Vi è insomma una convergenza tra la spinta verso il green perseguita dalle aziende – e richiesta dal consumatore -, e l’indirizzo politico intrapreso tanto a Bruxelles quanto a Roma. Un connubio che fa ben sperare per il futuro. “Le premesse – nota Samaritani – sono positive: si pensi, ad esempio, a quanto fatto per incrementare l’utilizzo di nuove tecnologie in agricoltura adottando le misure di defiscalizzazione del programma agricoltura 4.0. Ora è importante mettere a sistema quanto già disegnato a livello normativo”. Come pure potrà rivelarsi utile favorire una più stretta collaborazione tra pubblico e privato. “In questa prospettiva – prevede Samaritani – potrà essere di stimolo una maggiore condivisione dei dati, pur nel pieno rispetto delle esigenze di privacy e sicurezza. E per questo, sarà auspicabile attivare o rafforzare un dialogo costante e lavorare per avvicinare le diverse culture delle due parti”.

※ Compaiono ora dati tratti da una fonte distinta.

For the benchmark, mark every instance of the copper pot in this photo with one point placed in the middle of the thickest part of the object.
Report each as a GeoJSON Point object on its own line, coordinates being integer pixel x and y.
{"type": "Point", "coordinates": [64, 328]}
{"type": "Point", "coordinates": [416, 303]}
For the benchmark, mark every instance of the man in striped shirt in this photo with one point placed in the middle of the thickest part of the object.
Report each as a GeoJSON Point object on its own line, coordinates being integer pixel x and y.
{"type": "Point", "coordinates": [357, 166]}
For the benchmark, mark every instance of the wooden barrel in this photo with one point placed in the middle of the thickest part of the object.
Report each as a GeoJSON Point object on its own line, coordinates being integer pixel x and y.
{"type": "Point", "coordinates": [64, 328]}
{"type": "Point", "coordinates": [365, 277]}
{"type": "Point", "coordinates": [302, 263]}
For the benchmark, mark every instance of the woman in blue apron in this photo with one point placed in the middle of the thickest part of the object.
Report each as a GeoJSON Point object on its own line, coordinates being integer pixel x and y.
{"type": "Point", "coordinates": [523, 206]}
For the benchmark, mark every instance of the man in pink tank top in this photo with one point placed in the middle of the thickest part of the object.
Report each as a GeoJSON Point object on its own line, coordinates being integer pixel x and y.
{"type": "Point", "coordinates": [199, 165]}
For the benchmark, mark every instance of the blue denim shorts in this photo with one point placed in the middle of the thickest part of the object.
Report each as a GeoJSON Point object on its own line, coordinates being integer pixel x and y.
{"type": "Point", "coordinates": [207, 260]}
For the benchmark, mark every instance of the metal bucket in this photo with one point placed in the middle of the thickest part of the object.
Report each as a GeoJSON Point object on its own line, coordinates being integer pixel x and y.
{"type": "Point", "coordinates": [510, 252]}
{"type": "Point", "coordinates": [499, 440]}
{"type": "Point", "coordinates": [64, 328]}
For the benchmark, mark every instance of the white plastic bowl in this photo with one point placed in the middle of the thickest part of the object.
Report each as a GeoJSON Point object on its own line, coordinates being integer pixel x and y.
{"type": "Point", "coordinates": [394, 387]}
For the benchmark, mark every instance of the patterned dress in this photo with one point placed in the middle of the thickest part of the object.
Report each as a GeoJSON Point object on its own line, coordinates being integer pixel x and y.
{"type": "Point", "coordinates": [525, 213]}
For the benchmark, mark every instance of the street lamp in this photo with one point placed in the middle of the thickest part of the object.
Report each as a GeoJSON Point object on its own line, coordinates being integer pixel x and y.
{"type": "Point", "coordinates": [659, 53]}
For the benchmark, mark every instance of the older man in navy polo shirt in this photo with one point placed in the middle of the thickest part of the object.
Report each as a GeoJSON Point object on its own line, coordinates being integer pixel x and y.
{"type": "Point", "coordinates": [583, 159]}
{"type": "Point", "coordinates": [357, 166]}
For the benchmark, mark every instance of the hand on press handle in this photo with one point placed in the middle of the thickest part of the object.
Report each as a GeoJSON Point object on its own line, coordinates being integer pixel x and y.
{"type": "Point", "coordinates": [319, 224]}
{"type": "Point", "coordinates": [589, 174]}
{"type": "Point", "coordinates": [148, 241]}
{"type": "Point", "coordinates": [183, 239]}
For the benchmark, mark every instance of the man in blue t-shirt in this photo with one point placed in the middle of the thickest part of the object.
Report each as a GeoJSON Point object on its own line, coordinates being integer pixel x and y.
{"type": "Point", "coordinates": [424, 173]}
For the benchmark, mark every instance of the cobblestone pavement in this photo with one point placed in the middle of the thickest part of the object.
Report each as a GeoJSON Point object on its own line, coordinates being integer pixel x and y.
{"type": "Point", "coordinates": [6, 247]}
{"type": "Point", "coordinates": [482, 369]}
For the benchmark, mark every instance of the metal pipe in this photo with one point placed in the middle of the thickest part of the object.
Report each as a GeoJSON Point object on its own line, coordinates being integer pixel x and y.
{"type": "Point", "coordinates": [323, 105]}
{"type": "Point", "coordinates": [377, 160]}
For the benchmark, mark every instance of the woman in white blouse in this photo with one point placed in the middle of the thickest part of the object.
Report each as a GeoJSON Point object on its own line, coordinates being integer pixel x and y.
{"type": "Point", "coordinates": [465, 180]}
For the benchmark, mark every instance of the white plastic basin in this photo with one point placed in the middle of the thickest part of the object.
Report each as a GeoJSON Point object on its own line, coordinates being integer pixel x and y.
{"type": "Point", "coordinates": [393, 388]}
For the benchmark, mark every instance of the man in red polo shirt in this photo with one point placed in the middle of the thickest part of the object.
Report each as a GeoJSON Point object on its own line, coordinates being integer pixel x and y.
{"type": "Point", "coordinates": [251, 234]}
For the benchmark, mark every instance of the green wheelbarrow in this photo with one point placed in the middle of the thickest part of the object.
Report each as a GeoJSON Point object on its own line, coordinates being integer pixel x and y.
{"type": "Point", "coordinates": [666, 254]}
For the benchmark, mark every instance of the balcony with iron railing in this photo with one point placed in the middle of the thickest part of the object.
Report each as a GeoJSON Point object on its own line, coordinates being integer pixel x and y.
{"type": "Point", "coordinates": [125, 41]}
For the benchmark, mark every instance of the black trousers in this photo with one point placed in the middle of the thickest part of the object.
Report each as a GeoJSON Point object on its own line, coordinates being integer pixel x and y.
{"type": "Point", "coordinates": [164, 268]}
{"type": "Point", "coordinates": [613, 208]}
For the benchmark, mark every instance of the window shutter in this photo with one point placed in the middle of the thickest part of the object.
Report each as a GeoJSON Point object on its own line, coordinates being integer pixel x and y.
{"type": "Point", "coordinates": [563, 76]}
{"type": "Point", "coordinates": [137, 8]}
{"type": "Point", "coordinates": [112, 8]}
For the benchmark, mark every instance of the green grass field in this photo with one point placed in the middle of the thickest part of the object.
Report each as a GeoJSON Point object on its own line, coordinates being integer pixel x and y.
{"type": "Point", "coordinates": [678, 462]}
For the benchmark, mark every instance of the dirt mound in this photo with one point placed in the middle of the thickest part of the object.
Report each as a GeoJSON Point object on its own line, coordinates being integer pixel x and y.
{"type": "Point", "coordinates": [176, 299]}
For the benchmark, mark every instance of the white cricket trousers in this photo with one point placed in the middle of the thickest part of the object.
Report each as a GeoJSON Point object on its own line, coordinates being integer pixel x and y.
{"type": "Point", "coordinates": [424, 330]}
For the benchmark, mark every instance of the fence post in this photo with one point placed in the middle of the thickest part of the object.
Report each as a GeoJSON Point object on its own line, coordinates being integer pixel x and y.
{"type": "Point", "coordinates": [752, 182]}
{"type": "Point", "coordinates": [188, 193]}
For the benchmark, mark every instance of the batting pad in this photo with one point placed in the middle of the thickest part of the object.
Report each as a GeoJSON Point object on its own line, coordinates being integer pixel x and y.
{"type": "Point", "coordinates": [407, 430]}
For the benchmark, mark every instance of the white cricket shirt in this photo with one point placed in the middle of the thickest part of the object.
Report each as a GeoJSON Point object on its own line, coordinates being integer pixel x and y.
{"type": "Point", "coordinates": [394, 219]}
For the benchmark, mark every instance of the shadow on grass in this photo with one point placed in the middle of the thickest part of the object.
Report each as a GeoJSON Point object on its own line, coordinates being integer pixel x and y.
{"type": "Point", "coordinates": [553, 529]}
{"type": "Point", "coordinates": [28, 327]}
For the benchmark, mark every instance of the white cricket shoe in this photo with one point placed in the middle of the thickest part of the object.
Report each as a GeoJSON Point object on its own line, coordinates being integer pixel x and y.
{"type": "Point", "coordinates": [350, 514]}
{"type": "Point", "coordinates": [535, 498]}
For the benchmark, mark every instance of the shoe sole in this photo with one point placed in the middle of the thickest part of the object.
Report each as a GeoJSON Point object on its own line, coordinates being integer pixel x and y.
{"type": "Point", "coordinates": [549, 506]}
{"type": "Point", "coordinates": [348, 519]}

Si tratta insomma di costruire un humus fertile nel quale fare crescere e sviluppare l’evoluzione tecnologica. “Un terreno – sostiene Samaritani – che dovrà valorizzare in particolare le soluzioni di machine learning, sistemi che apprendono o migliorano le performance in base ai dati che utilizzano. E ancora, che dovrà valorizzare la capacità di interpretare i dati alla luce delle correlazioni che possono emergere da analisi multidisciplinari, nella quali saranno destinate a recitare un ruolo di primo piano le competenze dei data scientist e dei professionisti degli analytics”. Occorrerà però fare attenzione a non rendere totalizzante il ricorso alla scienza. “La presenza dell’uomo – conclude Samaritani – resta e resterà insostituibile”.